The SST, once fully operational, is planned to be a crucial contributor to the U.S. Space Surveillance Network, which consists of several globally distributed radar systems and optical telescopes that locate and track space objects. Data from the SST are intended to enable estimates of satellite and debris orbits necessary to predict their positions and provide warnings for collisions and near passes. The SST provides a uniform, wide-field-of-view (FOV) survey of satellites orbiting the Earth thanks to the high-quality, sensitive snapshots provided by its wide FOV curved focal plane. By rapidly repeating this survey, SST is expected to afford scientists a new, rich source of data for building the high-precision orbits needed to mitigate future collisions and near misses as the number of deep-space payloads increases. "This focal plane array is a game-changing device for wide-area surveillance of Earth-orbiting space objects," says Ronak Shah, one of the principal researchers on the development this innovation.

Development of the Wide Field-of-View Curved Focal Plane Array led to advancements in processing techniques for individual imagers and precision metrology of imagers into a mosaic camera. These innovations have potential application in areas that require sensitive detections across large FOVs, such as remote sensing, surveillance, and medical imaging.

The multidisciplinary team from the Aerospace, Advanced Technology, and Engineering Divisions responsible for development of this focal plane array included Eric Pearce, James Gregory, Barry Burke, Harry Clark, Bradley Felton, David Fischi, Keith Warner, Richard Lambour, Ronak Shah, Edward Boughan, Donald Johnson, James Sopchak, and Anthony Smith.
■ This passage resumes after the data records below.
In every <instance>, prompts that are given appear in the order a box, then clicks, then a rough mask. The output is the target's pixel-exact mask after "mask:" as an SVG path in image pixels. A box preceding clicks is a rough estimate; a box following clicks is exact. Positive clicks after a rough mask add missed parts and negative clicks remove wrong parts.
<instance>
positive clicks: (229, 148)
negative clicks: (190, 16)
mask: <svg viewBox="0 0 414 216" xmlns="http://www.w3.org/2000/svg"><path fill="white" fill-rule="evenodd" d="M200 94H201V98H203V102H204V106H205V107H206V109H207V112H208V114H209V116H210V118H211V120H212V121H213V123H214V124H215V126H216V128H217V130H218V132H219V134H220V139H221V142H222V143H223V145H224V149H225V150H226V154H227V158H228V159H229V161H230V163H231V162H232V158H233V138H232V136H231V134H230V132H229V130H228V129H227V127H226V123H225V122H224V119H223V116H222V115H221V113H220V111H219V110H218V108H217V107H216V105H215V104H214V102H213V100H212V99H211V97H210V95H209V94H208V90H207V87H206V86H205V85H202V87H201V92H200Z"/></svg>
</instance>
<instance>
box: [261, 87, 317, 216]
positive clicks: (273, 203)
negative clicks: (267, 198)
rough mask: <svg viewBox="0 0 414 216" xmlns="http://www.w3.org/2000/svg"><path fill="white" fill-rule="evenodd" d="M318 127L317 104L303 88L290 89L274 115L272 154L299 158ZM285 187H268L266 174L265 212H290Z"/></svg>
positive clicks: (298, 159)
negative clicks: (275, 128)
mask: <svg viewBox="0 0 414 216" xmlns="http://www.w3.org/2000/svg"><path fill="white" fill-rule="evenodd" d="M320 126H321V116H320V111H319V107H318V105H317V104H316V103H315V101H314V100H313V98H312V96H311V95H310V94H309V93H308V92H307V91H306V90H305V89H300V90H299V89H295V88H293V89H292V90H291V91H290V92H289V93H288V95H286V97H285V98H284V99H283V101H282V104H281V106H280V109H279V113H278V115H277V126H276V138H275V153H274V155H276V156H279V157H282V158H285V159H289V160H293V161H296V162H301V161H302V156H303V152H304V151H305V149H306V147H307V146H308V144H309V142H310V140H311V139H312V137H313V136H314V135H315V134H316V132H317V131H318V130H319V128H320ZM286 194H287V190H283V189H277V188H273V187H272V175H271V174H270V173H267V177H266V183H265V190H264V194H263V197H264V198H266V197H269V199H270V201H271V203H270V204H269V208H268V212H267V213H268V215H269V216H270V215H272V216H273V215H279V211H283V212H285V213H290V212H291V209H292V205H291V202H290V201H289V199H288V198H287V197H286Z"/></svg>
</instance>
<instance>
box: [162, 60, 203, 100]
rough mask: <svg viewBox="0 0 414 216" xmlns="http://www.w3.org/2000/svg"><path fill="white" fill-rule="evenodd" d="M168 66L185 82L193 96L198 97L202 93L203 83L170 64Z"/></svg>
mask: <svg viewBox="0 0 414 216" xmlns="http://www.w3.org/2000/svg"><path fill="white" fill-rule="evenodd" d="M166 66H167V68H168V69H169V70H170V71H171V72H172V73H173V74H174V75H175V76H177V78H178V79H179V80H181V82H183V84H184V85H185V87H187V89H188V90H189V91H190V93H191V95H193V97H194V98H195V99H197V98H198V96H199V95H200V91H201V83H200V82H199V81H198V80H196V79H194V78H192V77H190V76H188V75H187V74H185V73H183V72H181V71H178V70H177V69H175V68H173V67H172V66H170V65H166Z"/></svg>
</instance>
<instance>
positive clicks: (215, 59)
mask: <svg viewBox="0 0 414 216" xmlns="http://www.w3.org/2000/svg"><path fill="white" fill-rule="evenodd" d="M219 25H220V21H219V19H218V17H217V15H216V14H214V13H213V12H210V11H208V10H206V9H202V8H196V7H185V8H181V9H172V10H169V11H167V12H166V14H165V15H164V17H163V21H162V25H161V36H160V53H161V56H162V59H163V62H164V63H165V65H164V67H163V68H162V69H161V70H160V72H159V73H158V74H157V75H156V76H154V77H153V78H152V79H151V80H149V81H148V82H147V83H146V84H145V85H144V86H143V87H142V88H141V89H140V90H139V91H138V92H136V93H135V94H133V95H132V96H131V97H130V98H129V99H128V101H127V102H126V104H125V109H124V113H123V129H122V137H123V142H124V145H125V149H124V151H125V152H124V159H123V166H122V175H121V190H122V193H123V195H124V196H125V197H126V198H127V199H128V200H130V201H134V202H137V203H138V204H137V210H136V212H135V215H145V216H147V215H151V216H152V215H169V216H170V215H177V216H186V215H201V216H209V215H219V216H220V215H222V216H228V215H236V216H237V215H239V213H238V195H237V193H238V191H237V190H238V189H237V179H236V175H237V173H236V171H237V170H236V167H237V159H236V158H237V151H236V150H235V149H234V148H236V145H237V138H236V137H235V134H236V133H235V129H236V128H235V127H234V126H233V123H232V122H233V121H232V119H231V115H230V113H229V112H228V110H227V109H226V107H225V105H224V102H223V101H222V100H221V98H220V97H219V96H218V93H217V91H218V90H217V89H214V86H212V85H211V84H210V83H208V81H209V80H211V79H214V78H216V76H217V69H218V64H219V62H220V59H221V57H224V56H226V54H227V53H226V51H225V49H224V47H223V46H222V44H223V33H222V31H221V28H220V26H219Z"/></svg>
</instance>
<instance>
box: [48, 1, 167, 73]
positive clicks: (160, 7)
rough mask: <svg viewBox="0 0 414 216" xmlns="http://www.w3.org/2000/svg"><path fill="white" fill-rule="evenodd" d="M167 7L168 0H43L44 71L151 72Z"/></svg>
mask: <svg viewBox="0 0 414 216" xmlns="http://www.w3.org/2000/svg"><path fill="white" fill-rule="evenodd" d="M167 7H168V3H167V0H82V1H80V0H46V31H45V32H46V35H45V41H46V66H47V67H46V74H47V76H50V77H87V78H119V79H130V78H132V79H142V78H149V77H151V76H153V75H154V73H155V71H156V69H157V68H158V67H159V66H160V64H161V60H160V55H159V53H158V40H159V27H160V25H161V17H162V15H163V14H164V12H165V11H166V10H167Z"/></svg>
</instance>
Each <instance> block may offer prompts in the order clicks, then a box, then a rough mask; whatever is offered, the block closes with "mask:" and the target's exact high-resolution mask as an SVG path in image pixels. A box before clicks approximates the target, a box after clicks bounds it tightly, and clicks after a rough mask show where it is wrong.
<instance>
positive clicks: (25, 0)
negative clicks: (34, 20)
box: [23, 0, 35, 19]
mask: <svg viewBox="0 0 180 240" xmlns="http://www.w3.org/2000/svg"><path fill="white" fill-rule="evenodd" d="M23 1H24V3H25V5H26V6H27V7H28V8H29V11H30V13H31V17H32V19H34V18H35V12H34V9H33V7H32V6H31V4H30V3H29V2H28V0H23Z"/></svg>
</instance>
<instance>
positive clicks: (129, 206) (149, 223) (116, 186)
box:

Gerald Luppino of GL Scientific and former employees Linda Mendenhall and Richard Osgood were also part of the team.

Past awards
Lincoln Laboratory has had a number of technologies recognized by R&D 100 Awards over the past two decades. In 2011, the Laboratory received awards for the Airborne Ladar Imaging Research Testbed (ALIRT), Multifunction Phased Array Radar Panel, Parallel Vector Tile Optimizing Library, and Pathogen Analyzer for Threatening Environmental Releases (PANTHER) Bioaerosol Identification System. The Digital-Pixel Focal Plane Array, Geiger-Mode Avalanche Photodiode Detector Focal Plane Array, Miniaturized RF Four-Channel Receiver, Runway Status Light System, and Superconducting Nanowire Single-Photon Detector were award winners in 2010. The Laboratory received an R&D 100 Award in 1998 jointly with Cyra Technologies and the Los Alamos National Laboratory for the Cyrax Portable, 3D Laser-Mapping and Imaging System, and a 1995 award was presented to the Laboratory for the GPS-squitter technology, a technique that uses GPS position data for automatic dependent surveillance of aircraft.

On 1 November 2012, this year's R&D 100 Awards will be presented to recipients at a banquet at the Renaissance Orlando Hotel in Orlando, Florida.